Eur. Phys. J. Special Topics 228, 1747-1765 (2019)
https://doi.org/10.1140/epjst/e2019-800243-y

Regular Article

Periodic motions to chaos in a 1-dimensional, time-delay, nonlinear system

¹ Department of Mechanical Engineering, California Polytechnic State University, San Luis Obispo, CA 93407, USA
² Department of Mechanical and Industry Engineering, Southern Illinois University, Edwardsville, Edwardsville, IL 62026-1805, USA

^a e-mail: aluo@siue.edu

Received: 30 December 2018
Received in final form: 11 July 2019
Published online: 25 September 2019

Abstract

In this paper, periodic motions varying with excitation strength in a 1-dimensional, time-delay, nonlinear dynamical system are studied through a semi-analytical method. With varying excitation strength, a global order of bifurcation trees of periodic motions is given by

     G_1(S) ◁ G_1(A) ◁ G_3(S) ◁ G_{2(A) …} ◁ G_m(A) ◁ G_2m+1(S)◁ … (m = 1,2, …)
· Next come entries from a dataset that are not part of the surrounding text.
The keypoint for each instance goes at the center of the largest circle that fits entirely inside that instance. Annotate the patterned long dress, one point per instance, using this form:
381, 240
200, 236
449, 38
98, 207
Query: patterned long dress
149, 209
where G_m(A) is for the bifurcation tree of asymmetric period-m motions to chaos, and G_2m+1(S) is for the bifurcation tree of symmetric period-(2m + 1) motions to chaos. On the global bifurcation scenario, periodic motions are determined through specific mapping structures, and the corresponding stability and bifurcation of periodic motions are determined by eigenvalue analysis. Numerical simulations of periodic motions are carried out to verify analytical predictions. Phase trajectories and harmonic amplitudes of periodic motions are presented for a better understanding of the 1-dimensional time-delay system. Even for weak excitation, the traditional methods still cannot be applied to such a time-delay nonlinear system.